Cairo-based Khaled Hafez's latest work, The Video Diaries, is the artist's response to the revolution that swept through Egypt in January and February 2011. This three-channel video has been adapted for Ibraaz into a single-channel work in which three windows display footage either shot by the artist or taken from social and international media. These moving images - showing policemen; protesters singing and praying; and people apparently being shot or attacked by water cannons - run simultaneously across the three screens, while clocks urgently count down the seconds of the work's duration. A persistent, echoing beat; the sounds of a baying crowd; and a lachrymose guitar solo accompany the footage at different points.
Objectivity and subjectivity are explored in this piece, which shows on the one hand the chaos of concurrently unfolding events, but also the single voices and the fatal, symbolic narratives that became cornerstones for that chaos. Static images of the artist and blogger Ahmed Basiony, who was shot by snipers on Tahrir Square (his work was chosen to represent Egypt at the Venice Biennale last summer), and blogger Khaled Said, who was allegedly beaten to death by the police, appear onscreen. Yet their images quickly begin to morph, their features becoming abstracted into static confusion.
Hafez's interest in ancient and modern superheroes is evident in recent work, The A77A Project: On Presidents & Superheroes, in which the ancient Egyptian god Anubis traverses Cairo's contemporary streets. In The Video Diaries, however, the superheroes are the ordinary youth who took to the streets to make their grievances known.
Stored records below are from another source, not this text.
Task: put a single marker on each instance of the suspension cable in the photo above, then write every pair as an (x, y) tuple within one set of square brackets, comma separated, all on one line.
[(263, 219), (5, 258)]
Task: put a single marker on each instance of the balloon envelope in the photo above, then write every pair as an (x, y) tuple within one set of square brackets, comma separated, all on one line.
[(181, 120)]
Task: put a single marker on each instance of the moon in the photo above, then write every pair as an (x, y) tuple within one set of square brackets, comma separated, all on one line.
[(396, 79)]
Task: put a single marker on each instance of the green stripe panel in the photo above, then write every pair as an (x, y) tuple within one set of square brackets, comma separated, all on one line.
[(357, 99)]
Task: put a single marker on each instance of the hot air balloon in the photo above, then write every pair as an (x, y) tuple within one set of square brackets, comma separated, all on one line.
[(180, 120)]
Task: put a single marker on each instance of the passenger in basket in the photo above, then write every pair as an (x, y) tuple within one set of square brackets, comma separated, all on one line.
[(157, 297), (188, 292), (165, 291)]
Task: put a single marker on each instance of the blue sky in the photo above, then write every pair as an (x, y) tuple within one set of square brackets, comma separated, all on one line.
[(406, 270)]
As such, Hafez's distillation of the revolution suggests a common need for a narrative to weave a path through the turmoil, while at the same time acknowledging the impossibility of ever being able to refine events into any single story or point of view - even as the media on both a local and international level attempt to.
The artist, whose videos, installations and paintings mine pop culture and historical events for material - sometimes collapsing the two, as in The A77A Project: On Presidents & Superheroes - explore interconnected themes such as time, memory and nostalgia for the past.The Video Diaries is an intimate reminder that as events recede from view, they gain an added patina of yearning and loss.